Usulan itu dilatarbelakangi beberapa alasan praktis karena Indonesia baru saja merdeka. Di antaranya, adanya kesan politik bahwa kekuasaan presiden terlalu besar sehingga dikhawatirkan menjadi diktator. Kemudian muncul propaganda Belanda yang menganjurkan internasional tidak mengakui kedaulatan Republik Indonesia karena pemerintahannya bersifat fasis sebagai tinggalan Jepang. Selain itu, dirasa perlu menunjukkan kepada internasional, khususnya Sekutu, bahwa Indonesia, meski baru merdeka, adalah negara demokratis bukan fasis buatan Jepang.

Usulan disetujui lalu dikeluarkan Maklumat Pemerintah Nomor X. Isinya, KNIP diserahi kekuasaan legislatif dan ikut menetapkan garis-garis besar haluan negara sebelum terbentuk MPR dan DPR. Pekerjaan KNIP sehari-hari dijalankan suatu Badan Pekerja (BP-KNIP) yang dipilih di antara mereka dan bertanggung jawab pada KNIP.

Sejak itu, KNIP menjalankan fungsi MPR, sedangkan BP-KNIP bertindak sebagai DPR. Di daerah-daerah juga dibentuk Komite Nasional Indonesia Daerah (KNID) yang dapat disamakan fungsinya dengan DPRD. KNIP menjalankan fungsi legislatif sampai tanggal 15 Februari 1950, saat dibentuk DPR dan Senat berdasarkan Konstitusi Republik Indonesia Serikat (RIS).

Saat itu, semangat untuk menyelamatkan negara yang baru merdeka begitu membara. Dengan mengikuti pola pemerintahan gaya Eropa Barat, Indonesia ingin menunjukkan diri sebagai negara yang melaksanakan prinsip demokrasi dengan baik agar memperoleh simpati dan dukungan internasional. Maka, dalam segala keterbatasan, para negarawan berupaya mewujudkan suatu pemerintahan yang baik dan modern atas dasar Trias Politica.

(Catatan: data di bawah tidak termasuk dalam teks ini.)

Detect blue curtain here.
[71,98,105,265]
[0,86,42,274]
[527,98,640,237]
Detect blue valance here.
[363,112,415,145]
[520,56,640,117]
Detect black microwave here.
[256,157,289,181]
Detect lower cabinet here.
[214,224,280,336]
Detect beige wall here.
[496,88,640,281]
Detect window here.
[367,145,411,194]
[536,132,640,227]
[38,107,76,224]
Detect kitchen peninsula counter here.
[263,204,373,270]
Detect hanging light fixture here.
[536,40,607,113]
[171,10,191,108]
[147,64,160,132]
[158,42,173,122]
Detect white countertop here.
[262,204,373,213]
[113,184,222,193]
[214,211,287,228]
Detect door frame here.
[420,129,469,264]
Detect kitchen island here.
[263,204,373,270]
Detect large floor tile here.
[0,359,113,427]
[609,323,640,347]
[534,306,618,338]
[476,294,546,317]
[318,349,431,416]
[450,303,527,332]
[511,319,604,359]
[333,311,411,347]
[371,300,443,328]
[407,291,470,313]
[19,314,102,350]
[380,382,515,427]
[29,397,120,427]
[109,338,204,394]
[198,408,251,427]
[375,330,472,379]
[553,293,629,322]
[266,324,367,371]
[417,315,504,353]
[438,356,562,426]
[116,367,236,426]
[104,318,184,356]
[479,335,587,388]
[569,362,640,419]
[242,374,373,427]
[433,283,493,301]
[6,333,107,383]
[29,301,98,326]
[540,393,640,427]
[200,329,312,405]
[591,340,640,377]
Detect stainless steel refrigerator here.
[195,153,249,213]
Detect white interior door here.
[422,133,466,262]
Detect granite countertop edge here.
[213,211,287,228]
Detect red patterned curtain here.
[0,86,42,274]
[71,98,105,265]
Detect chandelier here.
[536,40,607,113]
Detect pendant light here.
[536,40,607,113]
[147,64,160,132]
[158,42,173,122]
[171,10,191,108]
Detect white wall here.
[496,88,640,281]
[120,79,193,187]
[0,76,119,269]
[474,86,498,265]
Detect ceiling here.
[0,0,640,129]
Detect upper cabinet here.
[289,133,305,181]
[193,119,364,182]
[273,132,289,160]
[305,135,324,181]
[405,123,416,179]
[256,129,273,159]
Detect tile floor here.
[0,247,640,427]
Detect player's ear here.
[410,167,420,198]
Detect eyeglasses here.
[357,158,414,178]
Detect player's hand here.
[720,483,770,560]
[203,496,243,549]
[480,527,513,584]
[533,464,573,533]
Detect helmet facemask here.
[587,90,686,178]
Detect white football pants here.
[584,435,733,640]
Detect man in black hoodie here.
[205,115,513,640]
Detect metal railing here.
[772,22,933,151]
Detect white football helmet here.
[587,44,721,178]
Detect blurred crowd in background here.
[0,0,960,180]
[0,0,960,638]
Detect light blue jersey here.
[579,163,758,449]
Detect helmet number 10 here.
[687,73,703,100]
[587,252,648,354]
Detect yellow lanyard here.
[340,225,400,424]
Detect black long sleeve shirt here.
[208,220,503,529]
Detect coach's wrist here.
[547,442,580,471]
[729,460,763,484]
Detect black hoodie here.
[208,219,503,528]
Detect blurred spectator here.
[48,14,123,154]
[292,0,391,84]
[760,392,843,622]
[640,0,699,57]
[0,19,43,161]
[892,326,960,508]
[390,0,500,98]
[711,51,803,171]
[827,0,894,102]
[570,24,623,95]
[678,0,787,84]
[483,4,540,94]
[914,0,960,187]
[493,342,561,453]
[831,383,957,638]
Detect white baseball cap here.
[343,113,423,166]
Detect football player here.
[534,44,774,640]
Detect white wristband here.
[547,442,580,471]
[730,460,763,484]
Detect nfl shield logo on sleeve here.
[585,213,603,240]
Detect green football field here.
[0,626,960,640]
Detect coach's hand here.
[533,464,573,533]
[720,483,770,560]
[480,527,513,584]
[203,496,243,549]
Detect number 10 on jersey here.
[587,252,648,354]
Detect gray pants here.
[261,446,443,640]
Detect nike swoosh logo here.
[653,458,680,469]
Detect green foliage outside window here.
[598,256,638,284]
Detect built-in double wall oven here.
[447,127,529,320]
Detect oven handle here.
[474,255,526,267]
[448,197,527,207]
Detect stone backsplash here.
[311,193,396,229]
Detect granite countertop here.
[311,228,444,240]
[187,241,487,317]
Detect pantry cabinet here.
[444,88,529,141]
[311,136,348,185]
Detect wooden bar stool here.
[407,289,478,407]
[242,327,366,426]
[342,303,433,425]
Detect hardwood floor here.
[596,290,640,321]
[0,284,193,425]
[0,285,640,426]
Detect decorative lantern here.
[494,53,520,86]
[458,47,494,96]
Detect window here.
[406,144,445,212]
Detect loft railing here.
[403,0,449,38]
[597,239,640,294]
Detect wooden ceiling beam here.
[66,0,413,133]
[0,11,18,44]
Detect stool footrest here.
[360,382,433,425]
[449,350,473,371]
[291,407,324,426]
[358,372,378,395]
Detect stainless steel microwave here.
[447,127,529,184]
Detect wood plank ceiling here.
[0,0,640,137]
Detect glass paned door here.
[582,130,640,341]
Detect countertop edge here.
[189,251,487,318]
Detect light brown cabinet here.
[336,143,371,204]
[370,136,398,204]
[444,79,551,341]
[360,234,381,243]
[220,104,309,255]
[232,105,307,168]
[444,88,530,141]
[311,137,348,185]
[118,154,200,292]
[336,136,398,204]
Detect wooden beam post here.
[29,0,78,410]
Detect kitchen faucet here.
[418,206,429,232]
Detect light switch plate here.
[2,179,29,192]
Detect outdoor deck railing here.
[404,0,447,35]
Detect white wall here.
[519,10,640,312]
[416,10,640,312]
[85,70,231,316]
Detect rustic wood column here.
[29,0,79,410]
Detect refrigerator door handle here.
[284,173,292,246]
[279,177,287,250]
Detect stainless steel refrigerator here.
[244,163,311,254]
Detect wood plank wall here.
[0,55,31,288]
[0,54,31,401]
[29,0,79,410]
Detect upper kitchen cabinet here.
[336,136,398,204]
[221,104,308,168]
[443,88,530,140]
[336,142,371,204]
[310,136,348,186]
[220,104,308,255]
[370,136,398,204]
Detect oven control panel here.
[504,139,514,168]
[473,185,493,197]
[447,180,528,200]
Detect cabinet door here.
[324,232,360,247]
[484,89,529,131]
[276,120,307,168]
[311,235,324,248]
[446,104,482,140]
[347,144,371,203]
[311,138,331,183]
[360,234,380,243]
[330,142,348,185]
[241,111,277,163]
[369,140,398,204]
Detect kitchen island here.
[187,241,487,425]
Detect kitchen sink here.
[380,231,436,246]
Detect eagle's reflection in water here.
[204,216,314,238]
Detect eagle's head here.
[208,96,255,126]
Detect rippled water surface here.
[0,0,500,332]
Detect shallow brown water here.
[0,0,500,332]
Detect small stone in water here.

Montesquieu (1688-1755) dalam buku l’esprit des lois, memaparkan teori tersebut yang membagi kekuasaan negara dalam tangan legislatif, eksekutif, dan yudikatif.

Tulus Bekerja

Meskipun tidak dibentuk melalui pemilu, KNIP sebagai MPR/DPR pertama tulus bekerja dan bersinergi demi rakyat. Ini terbukti dari keberhasilan pemerintah bersama rakyat menghadapi kekuatan Belanda yang berusaha menduduki kembali Tanah Air. Kondisi itu masih ditambah berbagai pergolakan internal beberapa daerah. Memang the founding fathers sering kali berbeda pemikiran atau sikap, namun mereka satu kata dalam perjuangan mempertahankan kemerdekaan dan mewujudkan cita-cita welfare state.

Sinergi yang terjadi pada awal pembentukan parlemen dapat dijadikan cermin sekarang. Polarisasi politik dalam pilpres terus berlanjut di DPR antara Koalisi Merah Putih (KMP) dan Koalisi Indonesia Hebat (KIH). Para politisi KMP belum mampu menyikapi kekalahan pilpres secara dewasa dan bijak. Perilaku dan orientasi politik DPR saat ini berbanding terbalik dengan perjuangan anggota parlemen pertama awal kemerdekaan.

Pada pokoknya, DPR hanya menjalankan legislasi, anggaran, dan pengawasan. Penjelasannya, DPR bersama pemerintah (eksekutif) bertugas menyusun UU. Dewan bertugas menetapkan APBN yang diajukan pemerintah. Terakhir, DPR mengawasi kinerja pemerintah dalam mengeluarkan kebijakan dan melaksanakan program-program. Peran-peran inilah yang menempatkan DPR sebagai mitra pemerintah sehingga kedudukannya setara.

Maka, relasi dan sinergi yang baik juga harus terwujud parlemen dengan pemerintah agar roda rezim berjalan lancar, jauh dari gejolak, namun juga tidak sampai lepas kontrol. Tidak bijak apabila pemerintah berjalan tanpa oposisi dan pengawasan karena bisa melahirkan otoritarian. Akan tetapi, jangan pula DPR menjadi ajang politik balas dendam melalui berbagai manuver untuk menjegal dan mencari-cari celah guna menekan, lalu menggoyang pemerintah.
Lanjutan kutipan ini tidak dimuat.